North Carolina’s current 20-year moratorium on executions is in place primarily due to appeals overwhelming the system after the passing of the Racial Justice Act in 2009, allowing those sentenced to death the opportunity to commute their sentences if they could prove racial discrimination during the jury-selection processes of their trials. The constitutionally-mandated appeals process is lengthy and costly, both of which House Bill 307 was crafted to subvert. House Bill 307 limits the window to begin the appeals process in capital cases, “requiring any filing more than 24 months old to be scheduled for a hearing by December 2026, and no later than December 2027” (DPIC). This shortens the amount of time currently convicted people spend on death row, thereby reducing the cost of taking care of those sentenced to death as they work through the appeals process. A shortened appeals window increases the likelihood of executions being followed through, with less opportunity for incarcerated people to prove their innocence or to prove any violation of due process in their trials.

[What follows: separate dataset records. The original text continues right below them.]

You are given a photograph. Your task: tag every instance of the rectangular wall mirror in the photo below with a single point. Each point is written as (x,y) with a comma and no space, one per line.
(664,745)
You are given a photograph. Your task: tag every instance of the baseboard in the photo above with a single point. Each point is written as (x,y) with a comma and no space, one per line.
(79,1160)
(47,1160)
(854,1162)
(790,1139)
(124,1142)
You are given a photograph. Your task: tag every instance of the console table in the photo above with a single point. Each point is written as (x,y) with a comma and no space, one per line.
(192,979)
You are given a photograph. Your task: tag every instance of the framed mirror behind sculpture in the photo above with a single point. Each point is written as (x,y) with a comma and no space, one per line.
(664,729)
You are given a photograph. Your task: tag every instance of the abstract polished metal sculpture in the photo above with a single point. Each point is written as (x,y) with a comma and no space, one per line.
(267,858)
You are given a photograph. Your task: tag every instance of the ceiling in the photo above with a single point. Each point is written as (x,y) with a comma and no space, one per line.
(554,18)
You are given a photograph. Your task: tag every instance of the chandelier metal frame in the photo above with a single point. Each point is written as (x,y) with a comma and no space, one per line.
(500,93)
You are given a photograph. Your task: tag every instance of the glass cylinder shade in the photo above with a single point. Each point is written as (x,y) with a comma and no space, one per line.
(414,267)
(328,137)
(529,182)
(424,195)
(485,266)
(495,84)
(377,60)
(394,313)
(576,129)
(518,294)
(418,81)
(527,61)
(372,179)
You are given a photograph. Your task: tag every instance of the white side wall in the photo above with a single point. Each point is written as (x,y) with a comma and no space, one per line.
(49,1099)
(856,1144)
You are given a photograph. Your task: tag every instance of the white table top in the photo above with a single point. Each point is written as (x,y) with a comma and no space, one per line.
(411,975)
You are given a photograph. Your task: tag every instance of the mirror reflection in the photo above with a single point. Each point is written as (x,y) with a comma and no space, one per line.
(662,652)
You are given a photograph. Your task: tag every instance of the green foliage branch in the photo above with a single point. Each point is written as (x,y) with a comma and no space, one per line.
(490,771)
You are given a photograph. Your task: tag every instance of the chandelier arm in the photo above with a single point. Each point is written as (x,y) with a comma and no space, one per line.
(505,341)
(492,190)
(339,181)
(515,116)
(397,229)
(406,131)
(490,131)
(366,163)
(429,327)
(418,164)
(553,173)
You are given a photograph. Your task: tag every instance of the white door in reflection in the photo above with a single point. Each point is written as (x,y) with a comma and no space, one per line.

Public support for the death penalty has waned to around 50%, and nationally, “fewer than 1 in 6 death sentences result in execution” (DPIC). Further, murder rates have declined since North Carolina’s last execution in August 2006–showing that executions are not necessarily a greater deterrent than life imprisonment. The continued imposition of the death penalty does not benefit North Carolina. It is time to let go of Gregg and begin a new legacy, starting with turning away from the death penalty.